Cardinal Willem Eijk of Utrecht, Netherlands, said a papal encyclical or other magisterial document "might appear to be necessary" to counter the spread of the new theory that gender can be determined by personal choice rather than by biology.

He said even Catholic parents were beginning to accept that their own children can choose their genders partly because "they don't hear anything else."

The church, he said, now had an urgent duty to remind them of the truth of its teaching about the human body.

He told Catholic News Service in a Nov. 7 interview in Oxford that Pope Benedict XVI and Pope Francis have addressed the subject within the past five years as each noted that the theory was taking root in Western societies.

"Perhaps a document only on this problem might be an urgent question," Cardinal Eijk said.

"It (gender theory) is spreading and spreading everywhere in the Western world, and we have to warn people," he said.

"From the point of moral theology, it's clear — you are not allowed to change your sex in this way," he added.

"It is like euthanasia and assisted suicide," Cardinal Eijk continued. "When people first began to discuss them they were unsure," but many people have now become so acquainted with such practices they are now deemed ordinary.

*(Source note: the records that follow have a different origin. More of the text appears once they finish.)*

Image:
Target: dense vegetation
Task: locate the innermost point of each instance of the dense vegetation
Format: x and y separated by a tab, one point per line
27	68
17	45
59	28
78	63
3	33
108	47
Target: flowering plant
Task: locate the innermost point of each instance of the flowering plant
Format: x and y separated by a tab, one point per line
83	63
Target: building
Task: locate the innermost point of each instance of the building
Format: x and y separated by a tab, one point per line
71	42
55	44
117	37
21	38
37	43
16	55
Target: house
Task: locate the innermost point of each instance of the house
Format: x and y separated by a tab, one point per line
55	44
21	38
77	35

He said many Catholics were now accepting gender theory "in a very easy way, even parents, because they don't hear anything else."

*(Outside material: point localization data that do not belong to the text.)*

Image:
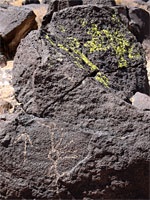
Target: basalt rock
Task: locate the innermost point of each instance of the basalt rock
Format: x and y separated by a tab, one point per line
75	137
15	24
96	44
100	2
30	2
94	146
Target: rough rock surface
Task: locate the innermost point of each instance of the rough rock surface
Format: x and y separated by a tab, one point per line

The cardinal's remarks came ahead of the Anscombe Memorial Lecture, which he was scheduled to give in Blackfriars, a Dominican monastery in Oxford, on the theme, "Is Medicine Losing its Way?"

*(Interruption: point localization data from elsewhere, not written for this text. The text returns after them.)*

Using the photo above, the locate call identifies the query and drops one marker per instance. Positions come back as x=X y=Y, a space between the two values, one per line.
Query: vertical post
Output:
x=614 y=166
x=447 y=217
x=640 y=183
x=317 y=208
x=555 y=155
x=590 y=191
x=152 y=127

A moral theologian and a former medical doctor who worked at the Amsterdam university hospital before he became a priest, Cardinal Eijk, 63, said he would be addressing the rise of nontherapeutic medical practices, including gender re-assignment and euthanasia and assisted suicide.

He explained that medical advances were driving a culture in which, he said, individualism thrived and gender theory was finding fertile ground.

But he warned CNS that one of the consequences of the changing mores was the emergence of intolerance toward people who did not accept the new ideas.

"We are living in a quite intolerant society," he said. "People are talking about tolerance and they say the individual is free to think what he likes but in practice ... people have to accept this certain view of man, this dualistic view of man and this view of the body as something that is moldable.

"And when you say perhaps that is not a morally good way, you are excluded," he said. "You have to think according to these modern theories or you are excluded — it's (permeating) the university world, parliament, the mass media.

"It is very painful and they will make it for us Christians ever more difficult, I am sure," he said, adding that Catholics must press for the right to live by their consciences if they were not to face harassment or even jail in the future.

Young people, he continued, were a source of hope because he recognized that the minority of those who became active in the church "accepted the whole faith."

"It will be the force of the future," he said. "I think we will be a tiny church, a small fraction of the population at least in the Netherlands, but the Christians who remain will have a life of prayer, a personal relationship with Christ, and they will be clear about the faith and willing to testify to it.

"It will be a tiny church, but a convinced church, and it will be willing to suffer," he added.

Because gender theory is so new, the church seldom denounced it by name until the last five years.

In 2012, Pope Benedict, in an address to the Roman Curia, referred to gender theory when he spoke about the profound falsehoods underpinning an anthropological revolution.

Pope Francis implicitly criticized gender theory in "Laudato Si'," his 2015 papal encyclical on the environment, and condemned "indoctrination of gender theory" as part of a "global war on the family" during a visit to Georgia and Azerbaijan.